La Capricieuse arrive à Québec

Corvette «La Capricieuse»
Photo anonyme (vers 1855)
Source : BANQ

     Le vendredi 13 juillet 1855, vers 19 h, la corvette La Capricieuse arrive à Québec. C’est le premier navire français à remonter le fleuve Saint-Laurent jusqu’à Québec depuis la Conquête. Le voilier est toué par l’Advance, un navire à vapeur envoyé à sa rencontre. Cette rencontre historique est célébrée par la population qui pavoise la ville aux couleurs de la France et de l’Angleterre. Le lendemain, une cérémonie officielle se tient au quai de la reine. Le maire de Québec, Joseph Morrin, accueille en ces termes La Capricieuse : «C’est pour les habitants de Québec un jour bien mémorable que celui où il leur est donné de souhaiter la bienvenue au glorieux drapeau de la France, l’alliée de notre gracieuse souveraine. Si des évènements qu’il était au-dessus de la puissance humaine de maîtrise, ont tenu si longtemps les deux premières nations de l’Europe dans une attitude jalouse ou hostile, remercions la Providence qui les unit ensemble aujourd’hui, afin de protéger le faible contre le fort, et de permettre aux lumières de pénétrer sur tous les rivages et chez tous les peuples.
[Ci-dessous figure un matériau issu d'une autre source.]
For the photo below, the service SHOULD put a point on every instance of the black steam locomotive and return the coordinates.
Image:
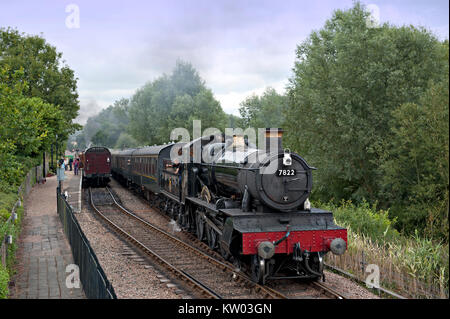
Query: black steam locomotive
(250, 204)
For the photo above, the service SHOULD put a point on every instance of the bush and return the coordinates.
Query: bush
(4, 281)
(364, 219)
(414, 266)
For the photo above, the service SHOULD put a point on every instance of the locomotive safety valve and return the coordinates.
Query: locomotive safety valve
(338, 246)
(287, 160)
(266, 250)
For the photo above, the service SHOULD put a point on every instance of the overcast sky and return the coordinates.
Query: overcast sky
(238, 47)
Pour notre part, monsieur le commandant, nous espérons que votre arrivée parmi nous va marquer le commencement d’une nouvelle ère de prospérité pour les deux pays, et que les rapports commerciaux et les relations sociales qui vont s’ensuivre cimenteront chaque jour davantage l’alliance intime de l’Angleterre et de la France».

     En effet, le ministre de la Marine française, l’amiral Ferdinand Alphonse Hamelin, a mandaté le commandant Henri Belvèze pour établir des relations commerciales entre la France et la Province du Canada. Belvèze va remonter le Saint-Laurent pour se rendre à Montréal, à Kingston, à Toronto et à Ottawa. Il termine son voyage en passant par Trois-Rivières pour revenir à Québec. La Capricieuse, elle, s’arrêtera au bas du lac Saint-Pierre en raison des contraintes de la navigation en amont. Dans son rapport ainsi que dans les différentes allocutions qu’il prononce et lettres qu’il rédige lors de son séjour en sol nord-américain, Belvèze répète souvent qu’il représente une France en position d’alliée de la couronne britannique et qu’il entend mener sa mission dans cet esprit.

     Finalement, la visite de La Capricieuse est un véritable paradoxe. Les Canadiens, surtout ceux de langue française, célèbrent ce retour de la France dans la vallée du Saint-Laurent. Écrivains et poètes, tel Octave Crémazie, y vont même de compositions qui présentent l’événement comme exaltant et prometteur. Le gouvernement britannique, lui, se montre favorable au développement des échanges commerciaux avec la France. Pourtant, malgré son succès, Belvèze sera mis à la retraite à son retour, possiblement en raison de ses prises de position royaliste. Le Quai d’Orsay multiplie ensuite les délais dans le rétablissement de sa présence sur le territoire de son ancienne colonie. Il faut attendre 1859 pour qu’un consul soit envoyé en poste à Québec et, là encore, les fonctionnaires français reçoivent comme instructions d’agir avec prudence est circonspection.